Пахомов и Буров сидели в сквере перед гостиницей. Они встретились здесь час назад, чтобы вместе поужинать и потолковать. Директор завода и секретарь парткома поручили Бурову «обработать» писателя Пахомова. «Надо, чтобы Степан Петрович заболел нашими заботами, — напутствовал его Терновой. — И расценивай это как задание парткома». Но как только Пахомов и Буров встретились, они заспорили и вот теперь, по истечении часа, все еще не могли остановиться, хотя тот запал и напор, с которым они начали разговор, уже пошел, да, видно, и усталость от шумного и бестолкового дня брала свое.
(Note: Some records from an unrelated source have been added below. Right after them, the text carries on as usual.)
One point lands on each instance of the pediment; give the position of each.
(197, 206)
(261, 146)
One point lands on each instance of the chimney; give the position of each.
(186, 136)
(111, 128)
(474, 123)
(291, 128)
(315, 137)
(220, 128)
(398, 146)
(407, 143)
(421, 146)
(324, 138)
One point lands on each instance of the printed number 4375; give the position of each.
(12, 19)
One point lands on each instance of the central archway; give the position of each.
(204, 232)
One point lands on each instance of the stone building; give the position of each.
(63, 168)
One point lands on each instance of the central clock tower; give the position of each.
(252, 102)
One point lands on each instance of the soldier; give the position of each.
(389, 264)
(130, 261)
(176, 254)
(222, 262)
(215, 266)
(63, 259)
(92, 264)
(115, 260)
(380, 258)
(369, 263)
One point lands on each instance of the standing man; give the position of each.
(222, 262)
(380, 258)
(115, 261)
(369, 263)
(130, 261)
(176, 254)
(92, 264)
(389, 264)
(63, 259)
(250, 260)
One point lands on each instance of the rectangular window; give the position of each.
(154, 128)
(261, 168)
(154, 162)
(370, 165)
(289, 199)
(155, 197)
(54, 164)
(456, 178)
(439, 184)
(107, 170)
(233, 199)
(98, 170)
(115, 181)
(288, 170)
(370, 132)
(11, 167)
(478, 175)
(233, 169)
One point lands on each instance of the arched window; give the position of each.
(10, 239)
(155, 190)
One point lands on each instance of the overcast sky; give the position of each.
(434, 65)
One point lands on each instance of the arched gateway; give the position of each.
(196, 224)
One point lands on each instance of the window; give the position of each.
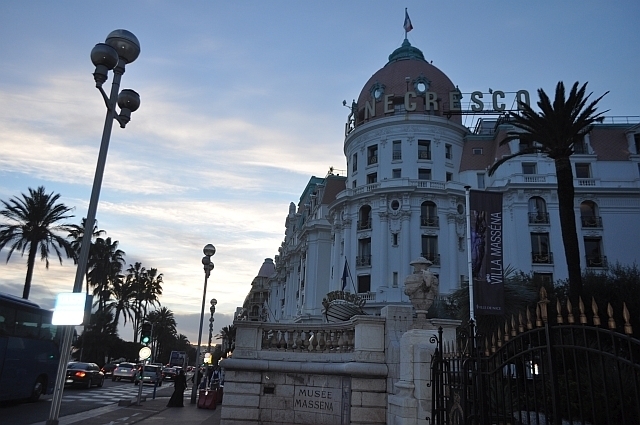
(372, 155)
(529, 168)
(538, 211)
(593, 250)
(364, 284)
(580, 147)
(397, 150)
(430, 248)
(589, 214)
(424, 174)
(428, 214)
(364, 217)
(540, 251)
(583, 171)
(424, 149)
(480, 177)
(364, 253)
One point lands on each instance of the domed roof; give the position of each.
(267, 269)
(407, 70)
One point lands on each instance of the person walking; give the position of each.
(180, 384)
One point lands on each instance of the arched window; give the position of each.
(428, 214)
(589, 214)
(364, 217)
(538, 211)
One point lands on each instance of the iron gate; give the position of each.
(570, 372)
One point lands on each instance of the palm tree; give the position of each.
(164, 331)
(555, 131)
(105, 265)
(34, 222)
(76, 234)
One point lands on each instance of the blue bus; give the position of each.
(29, 350)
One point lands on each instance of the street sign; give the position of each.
(145, 353)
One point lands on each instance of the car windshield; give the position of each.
(78, 366)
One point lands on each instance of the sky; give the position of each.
(241, 103)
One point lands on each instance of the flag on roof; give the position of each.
(407, 21)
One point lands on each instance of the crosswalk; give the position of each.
(105, 396)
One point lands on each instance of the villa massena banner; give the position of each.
(486, 251)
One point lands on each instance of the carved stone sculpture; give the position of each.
(421, 286)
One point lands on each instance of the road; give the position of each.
(75, 400)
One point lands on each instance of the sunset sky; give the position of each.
(241, 103)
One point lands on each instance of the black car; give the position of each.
(169, 373)
(108, 369)
(84, 374)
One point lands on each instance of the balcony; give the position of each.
(363, 261)
(539, 218)
(591, 222)
(426, 221)
(364, 224)
(542, 257)
(434, 258)
(597, 261)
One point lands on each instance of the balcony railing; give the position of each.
(592, 221)
(434, 258)
(364, 224)
(427, 221)
(539, 218)
(597, 261)
(542, 257)
(363, 261)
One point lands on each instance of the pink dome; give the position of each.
(407, 70)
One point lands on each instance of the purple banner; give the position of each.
(486, 252)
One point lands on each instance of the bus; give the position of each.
(29, 350)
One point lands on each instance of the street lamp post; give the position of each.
(119, 49)
(208, 251)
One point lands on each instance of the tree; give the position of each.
(555, 131)
(34, 221)
(76, 233)
(105, 265)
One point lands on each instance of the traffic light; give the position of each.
(145, 333)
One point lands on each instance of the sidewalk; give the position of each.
(149, 412)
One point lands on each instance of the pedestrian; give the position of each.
(180, 384)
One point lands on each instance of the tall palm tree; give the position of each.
(555, 131)
(105, 265)
(76, 234)
(34, 223)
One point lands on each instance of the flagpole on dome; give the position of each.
(407, 23)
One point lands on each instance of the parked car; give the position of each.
(125, 371)
(84, 374)
(169, 373)
(108, 368)
(151, 374)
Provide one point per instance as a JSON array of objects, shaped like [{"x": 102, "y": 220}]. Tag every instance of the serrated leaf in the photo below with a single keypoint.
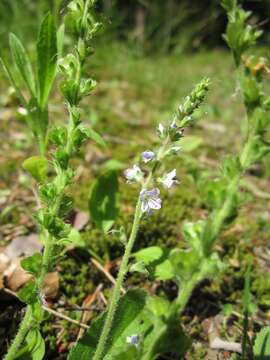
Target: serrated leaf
[
  {"x": 32, "y": 264},
  {"x": 46, "y": 58},
  {"x": 261, "y": 348},
  {"x": 22, "y": 63},
  {"x": 37, "y": 166},
  {"x": 60, "y": 40},
  {"x": 104, "y": 200},
  {"x": 128, "y": 321}
]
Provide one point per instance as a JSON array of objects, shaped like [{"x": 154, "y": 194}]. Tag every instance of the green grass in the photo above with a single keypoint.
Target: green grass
[{"x": 133, "y": 95}]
Их спор был на излете, потому что каждый уже и не слушал другого, а говорил только свое и скорей для себя, чем для другого.

— Когда людям хорошо, они мало думают, — глядя перед собой, продолжал Буров, — они просто живут. Думать о жизни мы начинаем, когда нам плохо.
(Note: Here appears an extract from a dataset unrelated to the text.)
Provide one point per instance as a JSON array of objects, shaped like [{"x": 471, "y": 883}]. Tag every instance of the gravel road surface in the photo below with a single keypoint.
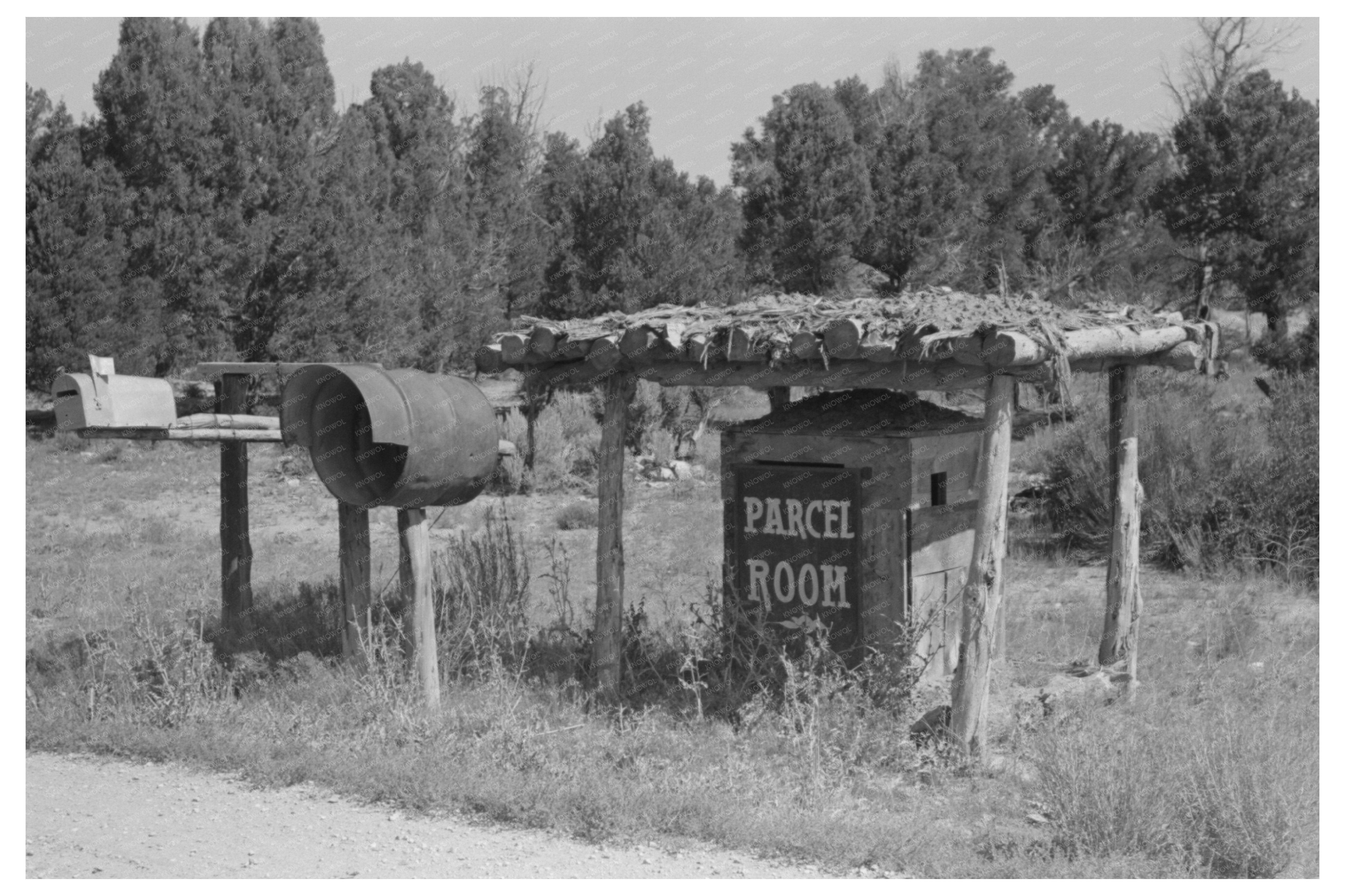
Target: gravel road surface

— Никогда не жил беззаботно. И когда хорошо и когда плохо, всегда голова трещала.

Пахомов умолк. Михаилу показалось, что Степан, не найдя ответа, оборвал их спор, и теперь уже можно подняться и идти ужинать и за бокалом вина, переключившись на другой, мирный лад, начать тот разговор, ради которого он пришел. Буров даже привстал, приглашая Степана идти в гостиницу, но тот, будто спохватившись, снова заговорил:

— Все время куда-то стремился, все время загадывал себе сделать то, осилить это. Задавал большие и малые цели. Вот закончу повесть, вот напишу рассказ, потом еще один, вот съезжу от газеты или журнала на стройку, слетаю в Арктику, побываю на нефтепромыслах Тюмени… И так одно за другое, как зубья в шестерне. И вроде колеса крутятся, но глянул, а они вертятся вхолостую, жизнь уходит в песок. Однажды даже решил оборвать карусель, бросил писать, уехал из Москвы. Думаю: мне тридцать пять — еще время есть, еще могу вернуться к своей старой работе. Подался к нефтяникам в Сибирь. Жил нормальной человеческой жизнью. Как все, так и я. Работал рядовым инженером по ремонту на буровых. Одичал, оброс мохом, по ночам выть хотелось, и все-таки шкурой ощущал, что живу. Жизнь идет в меня, а не из меня, как раньше. Но не выдержал и года. Вернулся в Москву до всего голодный, как волк. Ходил по музеям, выставкам, завел дружбу с художниками, скульпторами. Забавные люди, как дети малые, наивные и любопытные. И, как дети, обидчивые и незащищенные. Пробездельничал месяц, а потом захлестнуло. То, что в меня на Севере вошло, отодвинул… Взялся за пьесу. Сварганил «Зодчих». Вышли они нелепыми, неуклюжими, и поделом. Меня ругали, а я уже знал, нутром чуял, что зацепился за что-то настоящее, как в той жизни моей северной… Знаешь, как я хочу писать своих героев? — вдруг спросил Степан. — Иногда мне кажется, если бы я слово в слово записал речь интересного человека, это и было бы то, к чему стремлюсь. А там, на Севере, мне попадались ух какие экземпляры!